Canada Lags in Job Quality
The 2017 OECD Employment Outlook provides an assessment of member country performance in terms of the quantity and quality of employment as judged by a new set of key indicators.
Overall, we do well in terms of job quantity. The employment rate (the proportion of the working age population with jobs) stands at 72.5% compared to an OECD average of 66.4%. However, the Scandinavian countries rank higher for this indicator (eg Sweden, 75.5%.)
It is interesting to note that the employment rate in the United States is, at 68.7%, just a bit above the OECD average. Poor job quality does not provide an obvious boost to jobs.
The gap between the employment rate of prime age men and disadvantaged groups (each of youth, older workers, young mothers, persons with disabilities) is slightly below average in Canada, but well below leading countries.
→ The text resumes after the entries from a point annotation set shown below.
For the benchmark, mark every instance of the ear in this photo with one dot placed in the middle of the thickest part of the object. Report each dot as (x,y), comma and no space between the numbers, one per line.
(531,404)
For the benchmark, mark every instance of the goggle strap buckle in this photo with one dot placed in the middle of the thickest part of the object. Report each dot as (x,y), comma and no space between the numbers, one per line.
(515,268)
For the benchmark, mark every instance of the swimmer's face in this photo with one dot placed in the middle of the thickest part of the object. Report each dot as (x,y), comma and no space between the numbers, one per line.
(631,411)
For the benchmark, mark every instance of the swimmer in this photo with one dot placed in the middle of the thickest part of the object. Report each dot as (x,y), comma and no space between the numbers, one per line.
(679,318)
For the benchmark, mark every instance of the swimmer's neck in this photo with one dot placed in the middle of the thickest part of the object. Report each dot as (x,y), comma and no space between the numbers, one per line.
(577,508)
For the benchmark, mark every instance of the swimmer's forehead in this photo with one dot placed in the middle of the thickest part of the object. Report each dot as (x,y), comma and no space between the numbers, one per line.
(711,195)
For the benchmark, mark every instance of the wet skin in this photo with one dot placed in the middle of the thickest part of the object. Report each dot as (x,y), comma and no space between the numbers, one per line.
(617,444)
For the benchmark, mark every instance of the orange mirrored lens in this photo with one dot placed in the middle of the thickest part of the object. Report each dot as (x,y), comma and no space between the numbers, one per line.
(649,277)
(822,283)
The annual gender earnings gap in Canada is slightly worse than the OECD average of 39.0% – women earn 39.7% less here than do men, compared to a gap of 24.4% in Sweden. And unlike most other countries, progress in closing the gender gap has stalled.
Where we fare especially badly is in terms of low income. The low income rate for the working age population (percentage with incomes below one half of median annual income) is 12.8% in Canada compared to an average of 10.6% for the OECD, and just 9.4% in Sweden and 6.7% in Denmark.
Canada could and should be doing much better.